June 30, 2010
Isioma Nwadozi has wanted to enter the medical profession since an illness he had in the eighth grade. This fall, the recent Northwest graduate will pursue his dream by attending medical school at the University of Medicine and Health Sciences St. Kitts.
Challenges are nothing new to Nwadozi, who tackled many at Northwest. He not only had to face the challenges of college life, he had to make the transition from his culture to America.
Nwadozi was born in the Republic of Benin located in West Africa. His family later moved to Cuba, where he spent most of his childhood. While Nwadozi was living in Cuba, he heard about Northwest from a family friend who was attending the University. After hearing her talk about the benefits of attending Northwest, Nwadozi decided to enroll.
He majored in pre-professional zoology after conferring with one of his three advisers, Angela Bickford, Dr. Phillip Lucido and Dr. Peter Adam. He also minored in Spanish and biochemistry, graduating with his bachelor's in May.
"I was always transitioning to Northwest and the American way of things," Nwadozi said. "The culture is so dynamic and involves so many people of differing beliefs and backgrounds that I couldn't settle down and say that I had it all figured out. I learned from everybody I encountered. Whether I agreed or disagreed with certain view points or ways of reasoning, I still learned from people and did some teaching of my own, especially when it came to understanding my own culture and beliefs."
As an international student at Northwest, Nwadozi didn't face his challenges alone and was involved in several organizations. Nwadozi was president of the Minority Men's Organization and a member of Beta Beta Beta Biological Society. Nwadozi also participated in the Northwest Ambassadors program.
Jeremy Waldeier, Northwest's associate director of admissions, said Nwadozi was focused, hardworking and involved. He encouraged Nwadozi to blog about his experiences.
Nwadozi also gained valuable advice from friends, advisers and professional colleagues while he participated in these organizations.
"I have very much enjoyed my time as a student at Northwest," Nwadozi said. "What caught my eye at first was how friendly and supportive the school and the local residents were.
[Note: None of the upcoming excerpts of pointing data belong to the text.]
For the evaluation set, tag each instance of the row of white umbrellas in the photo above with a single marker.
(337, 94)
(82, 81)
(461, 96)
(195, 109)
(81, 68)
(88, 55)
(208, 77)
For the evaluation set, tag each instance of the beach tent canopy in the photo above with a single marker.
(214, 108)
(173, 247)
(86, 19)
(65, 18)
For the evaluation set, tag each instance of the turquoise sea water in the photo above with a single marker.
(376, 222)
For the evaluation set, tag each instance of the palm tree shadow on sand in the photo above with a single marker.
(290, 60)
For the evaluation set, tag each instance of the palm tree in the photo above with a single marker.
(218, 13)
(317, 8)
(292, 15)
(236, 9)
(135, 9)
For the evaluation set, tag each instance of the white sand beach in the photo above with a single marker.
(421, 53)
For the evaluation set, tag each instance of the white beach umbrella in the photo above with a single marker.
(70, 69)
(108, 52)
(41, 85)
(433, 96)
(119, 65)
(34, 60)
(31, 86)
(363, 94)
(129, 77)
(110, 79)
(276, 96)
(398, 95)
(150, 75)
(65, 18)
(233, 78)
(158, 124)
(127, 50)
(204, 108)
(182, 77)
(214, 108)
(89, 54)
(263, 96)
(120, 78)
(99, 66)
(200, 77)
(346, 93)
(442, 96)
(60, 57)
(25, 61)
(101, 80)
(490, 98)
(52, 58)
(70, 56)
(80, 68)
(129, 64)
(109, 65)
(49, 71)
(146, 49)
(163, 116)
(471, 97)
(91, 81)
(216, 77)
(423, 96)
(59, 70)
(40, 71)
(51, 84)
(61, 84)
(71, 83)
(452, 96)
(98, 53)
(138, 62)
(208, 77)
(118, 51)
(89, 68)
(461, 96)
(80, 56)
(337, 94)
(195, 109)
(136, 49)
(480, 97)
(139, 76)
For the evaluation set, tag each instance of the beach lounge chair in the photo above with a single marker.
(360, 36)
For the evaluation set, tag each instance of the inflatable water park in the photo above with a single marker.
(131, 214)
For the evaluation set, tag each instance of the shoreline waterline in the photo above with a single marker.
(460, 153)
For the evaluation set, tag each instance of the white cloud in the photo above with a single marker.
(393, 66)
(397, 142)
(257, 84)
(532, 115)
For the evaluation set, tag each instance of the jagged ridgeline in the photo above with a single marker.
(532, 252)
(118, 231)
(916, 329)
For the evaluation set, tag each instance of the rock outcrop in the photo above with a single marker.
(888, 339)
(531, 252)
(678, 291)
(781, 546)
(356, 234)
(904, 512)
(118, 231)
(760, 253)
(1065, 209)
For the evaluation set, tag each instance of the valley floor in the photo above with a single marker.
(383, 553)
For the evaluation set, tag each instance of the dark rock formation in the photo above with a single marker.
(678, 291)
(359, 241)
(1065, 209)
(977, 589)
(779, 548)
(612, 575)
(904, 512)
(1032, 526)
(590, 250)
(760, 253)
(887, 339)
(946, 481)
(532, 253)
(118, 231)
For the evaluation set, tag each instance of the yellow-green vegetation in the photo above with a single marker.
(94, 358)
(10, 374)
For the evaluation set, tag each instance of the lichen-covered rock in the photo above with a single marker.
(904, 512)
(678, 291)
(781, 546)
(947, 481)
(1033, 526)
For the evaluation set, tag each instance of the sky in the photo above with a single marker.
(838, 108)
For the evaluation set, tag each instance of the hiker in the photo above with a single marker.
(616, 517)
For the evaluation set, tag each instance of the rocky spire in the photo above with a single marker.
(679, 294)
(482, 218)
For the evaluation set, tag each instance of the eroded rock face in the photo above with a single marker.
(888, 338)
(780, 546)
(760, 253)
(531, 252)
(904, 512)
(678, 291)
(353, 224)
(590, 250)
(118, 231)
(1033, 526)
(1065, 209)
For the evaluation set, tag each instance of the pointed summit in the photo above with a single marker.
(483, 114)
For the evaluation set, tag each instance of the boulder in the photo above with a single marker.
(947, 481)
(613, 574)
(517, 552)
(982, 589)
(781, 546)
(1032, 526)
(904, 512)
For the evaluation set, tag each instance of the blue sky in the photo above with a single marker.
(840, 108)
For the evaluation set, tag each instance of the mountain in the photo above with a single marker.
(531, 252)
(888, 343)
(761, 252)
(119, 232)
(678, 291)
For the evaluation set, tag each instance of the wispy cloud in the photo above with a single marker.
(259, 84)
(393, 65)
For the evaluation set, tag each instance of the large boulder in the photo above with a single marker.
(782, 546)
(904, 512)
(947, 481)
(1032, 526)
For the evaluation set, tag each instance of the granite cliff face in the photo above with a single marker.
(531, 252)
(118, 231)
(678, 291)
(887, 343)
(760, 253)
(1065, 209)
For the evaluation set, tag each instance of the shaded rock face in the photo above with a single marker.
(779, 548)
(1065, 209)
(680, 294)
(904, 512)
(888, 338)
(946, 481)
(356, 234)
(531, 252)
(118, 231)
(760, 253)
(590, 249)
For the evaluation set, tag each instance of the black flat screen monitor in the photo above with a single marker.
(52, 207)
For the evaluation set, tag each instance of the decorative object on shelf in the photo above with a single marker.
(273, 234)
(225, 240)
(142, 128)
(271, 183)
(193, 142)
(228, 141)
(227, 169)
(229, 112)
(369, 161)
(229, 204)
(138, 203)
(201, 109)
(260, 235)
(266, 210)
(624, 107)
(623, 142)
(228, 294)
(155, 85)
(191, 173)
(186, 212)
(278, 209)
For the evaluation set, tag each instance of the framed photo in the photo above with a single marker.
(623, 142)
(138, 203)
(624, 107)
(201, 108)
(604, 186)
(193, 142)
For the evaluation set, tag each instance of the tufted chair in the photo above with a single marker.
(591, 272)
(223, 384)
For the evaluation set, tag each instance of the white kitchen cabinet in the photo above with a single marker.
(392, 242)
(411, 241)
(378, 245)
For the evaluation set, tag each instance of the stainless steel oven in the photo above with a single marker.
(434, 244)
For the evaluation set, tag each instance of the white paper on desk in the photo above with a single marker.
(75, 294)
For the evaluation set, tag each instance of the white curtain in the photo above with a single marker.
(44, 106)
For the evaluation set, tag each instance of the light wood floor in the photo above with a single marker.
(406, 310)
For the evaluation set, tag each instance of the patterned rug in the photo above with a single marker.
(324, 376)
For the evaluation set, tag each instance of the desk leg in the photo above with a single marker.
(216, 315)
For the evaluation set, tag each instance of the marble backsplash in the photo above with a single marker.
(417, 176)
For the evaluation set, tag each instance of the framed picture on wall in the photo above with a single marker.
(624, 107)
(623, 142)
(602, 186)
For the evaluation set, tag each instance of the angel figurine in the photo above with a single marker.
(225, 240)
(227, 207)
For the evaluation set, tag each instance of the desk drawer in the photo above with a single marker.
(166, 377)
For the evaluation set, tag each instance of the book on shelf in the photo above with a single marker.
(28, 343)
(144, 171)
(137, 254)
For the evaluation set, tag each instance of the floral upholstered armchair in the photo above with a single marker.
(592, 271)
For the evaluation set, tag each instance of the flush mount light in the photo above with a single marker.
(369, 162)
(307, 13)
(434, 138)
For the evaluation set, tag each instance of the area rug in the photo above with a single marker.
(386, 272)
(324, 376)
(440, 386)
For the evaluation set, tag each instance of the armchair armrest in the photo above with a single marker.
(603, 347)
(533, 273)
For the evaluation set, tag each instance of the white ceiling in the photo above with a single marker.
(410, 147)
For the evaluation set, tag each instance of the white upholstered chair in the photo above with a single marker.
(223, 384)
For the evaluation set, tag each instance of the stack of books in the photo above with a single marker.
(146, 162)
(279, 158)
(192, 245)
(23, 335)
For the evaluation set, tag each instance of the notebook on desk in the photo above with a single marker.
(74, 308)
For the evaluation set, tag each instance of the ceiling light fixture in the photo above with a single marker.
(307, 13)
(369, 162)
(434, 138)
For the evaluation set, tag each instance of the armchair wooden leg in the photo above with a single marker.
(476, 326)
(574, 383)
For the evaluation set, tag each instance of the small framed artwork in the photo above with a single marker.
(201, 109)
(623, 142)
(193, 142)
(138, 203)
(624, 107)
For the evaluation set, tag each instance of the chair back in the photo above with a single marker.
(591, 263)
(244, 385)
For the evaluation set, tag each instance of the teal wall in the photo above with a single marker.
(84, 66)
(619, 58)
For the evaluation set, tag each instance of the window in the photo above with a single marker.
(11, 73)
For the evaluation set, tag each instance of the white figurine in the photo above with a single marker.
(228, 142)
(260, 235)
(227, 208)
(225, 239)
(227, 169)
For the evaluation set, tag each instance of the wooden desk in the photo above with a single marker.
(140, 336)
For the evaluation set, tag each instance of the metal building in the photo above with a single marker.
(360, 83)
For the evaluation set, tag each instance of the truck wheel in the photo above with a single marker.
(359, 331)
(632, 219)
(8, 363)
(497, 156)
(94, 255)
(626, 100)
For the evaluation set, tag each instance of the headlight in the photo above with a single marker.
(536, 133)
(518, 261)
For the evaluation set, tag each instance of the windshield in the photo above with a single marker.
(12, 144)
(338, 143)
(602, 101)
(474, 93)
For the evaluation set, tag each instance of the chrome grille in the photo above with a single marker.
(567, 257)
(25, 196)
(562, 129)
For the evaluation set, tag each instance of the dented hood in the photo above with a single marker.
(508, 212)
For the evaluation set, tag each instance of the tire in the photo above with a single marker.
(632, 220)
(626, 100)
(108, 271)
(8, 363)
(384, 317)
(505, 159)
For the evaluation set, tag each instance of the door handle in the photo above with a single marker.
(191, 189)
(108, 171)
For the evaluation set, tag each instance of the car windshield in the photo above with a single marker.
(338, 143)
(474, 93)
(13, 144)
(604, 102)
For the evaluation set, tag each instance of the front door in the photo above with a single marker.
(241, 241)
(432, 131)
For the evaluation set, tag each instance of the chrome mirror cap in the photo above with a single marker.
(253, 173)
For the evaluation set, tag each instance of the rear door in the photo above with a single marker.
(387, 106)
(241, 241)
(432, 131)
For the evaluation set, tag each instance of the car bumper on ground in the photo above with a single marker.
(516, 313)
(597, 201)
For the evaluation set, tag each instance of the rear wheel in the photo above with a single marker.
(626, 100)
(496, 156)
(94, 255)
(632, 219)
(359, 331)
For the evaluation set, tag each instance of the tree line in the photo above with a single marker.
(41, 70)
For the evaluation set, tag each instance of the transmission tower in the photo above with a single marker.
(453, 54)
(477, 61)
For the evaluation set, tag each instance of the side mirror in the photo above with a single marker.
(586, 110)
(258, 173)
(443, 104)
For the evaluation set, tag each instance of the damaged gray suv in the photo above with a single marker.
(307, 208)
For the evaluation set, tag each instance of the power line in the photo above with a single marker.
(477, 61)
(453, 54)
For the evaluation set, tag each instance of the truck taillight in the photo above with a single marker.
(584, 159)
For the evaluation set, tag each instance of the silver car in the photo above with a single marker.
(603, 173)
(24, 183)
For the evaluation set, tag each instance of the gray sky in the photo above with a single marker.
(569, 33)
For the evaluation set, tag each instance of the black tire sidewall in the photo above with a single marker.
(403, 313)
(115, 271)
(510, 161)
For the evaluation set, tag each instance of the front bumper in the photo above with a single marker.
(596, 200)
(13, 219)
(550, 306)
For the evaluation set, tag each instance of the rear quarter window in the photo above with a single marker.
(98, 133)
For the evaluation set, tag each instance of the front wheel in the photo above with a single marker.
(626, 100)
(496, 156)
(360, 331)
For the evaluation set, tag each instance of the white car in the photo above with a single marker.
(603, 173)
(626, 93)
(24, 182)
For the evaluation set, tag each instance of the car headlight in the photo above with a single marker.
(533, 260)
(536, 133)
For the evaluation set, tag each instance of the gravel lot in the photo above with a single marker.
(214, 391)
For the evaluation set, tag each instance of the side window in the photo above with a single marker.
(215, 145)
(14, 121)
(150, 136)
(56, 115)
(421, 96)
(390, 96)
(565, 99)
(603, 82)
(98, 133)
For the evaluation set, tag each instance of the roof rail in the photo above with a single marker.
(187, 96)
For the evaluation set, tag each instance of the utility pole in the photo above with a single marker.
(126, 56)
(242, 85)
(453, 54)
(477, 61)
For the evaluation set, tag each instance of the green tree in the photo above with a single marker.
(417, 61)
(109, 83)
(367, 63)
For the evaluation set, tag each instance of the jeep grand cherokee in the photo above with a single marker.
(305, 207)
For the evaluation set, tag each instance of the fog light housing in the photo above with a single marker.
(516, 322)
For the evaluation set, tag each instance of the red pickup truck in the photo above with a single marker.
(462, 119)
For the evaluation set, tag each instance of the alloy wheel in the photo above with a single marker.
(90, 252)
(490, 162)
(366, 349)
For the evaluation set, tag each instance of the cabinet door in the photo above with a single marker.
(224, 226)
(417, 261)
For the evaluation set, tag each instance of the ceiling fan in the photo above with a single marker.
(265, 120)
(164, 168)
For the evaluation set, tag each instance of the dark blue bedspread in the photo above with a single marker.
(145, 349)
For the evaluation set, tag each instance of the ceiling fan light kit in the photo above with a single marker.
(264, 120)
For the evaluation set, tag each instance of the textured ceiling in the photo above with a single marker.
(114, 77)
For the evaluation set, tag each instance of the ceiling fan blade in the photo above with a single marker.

I credit the IIC (Intercultural and International Center) and its staff for helping to make my transition to the American culture as smooth as possible, and then also being there all through my college career."
The University of Medicine and Health Sciences St. Kitts, located on the Caribbean Island of St. Kitts, provides a challenging medical school curriculum. Only those with strong academic performance, test- taking abilities and motivation are accepted, according to the school's admissions office.
Nwadozi continues to set goals and is working toward his dream of practicing medicine in the United States.
"I plan on bringing my own brand of charisma to my practice, reaching future clients beyond their physical need," Nwadozi said. "I would like to either start or collaborate with an organization that focuses on serving their local community and all of its residents, but also one that branches out into the world, in areas where there is also need."
Nwadozi said he will have fond memories of Northwest and the great teaching he received.
"I would absolutely recommend Northwest to others because of the fact that there are people that are genuinely interested in helping out students with their total well-being: academic, social, mental," Nwadozi said. "In addition, the academic quality of Northwest requires that students take initiative in their learning experience and this will ensure that a student grows and can think critically for themselves and become leaders."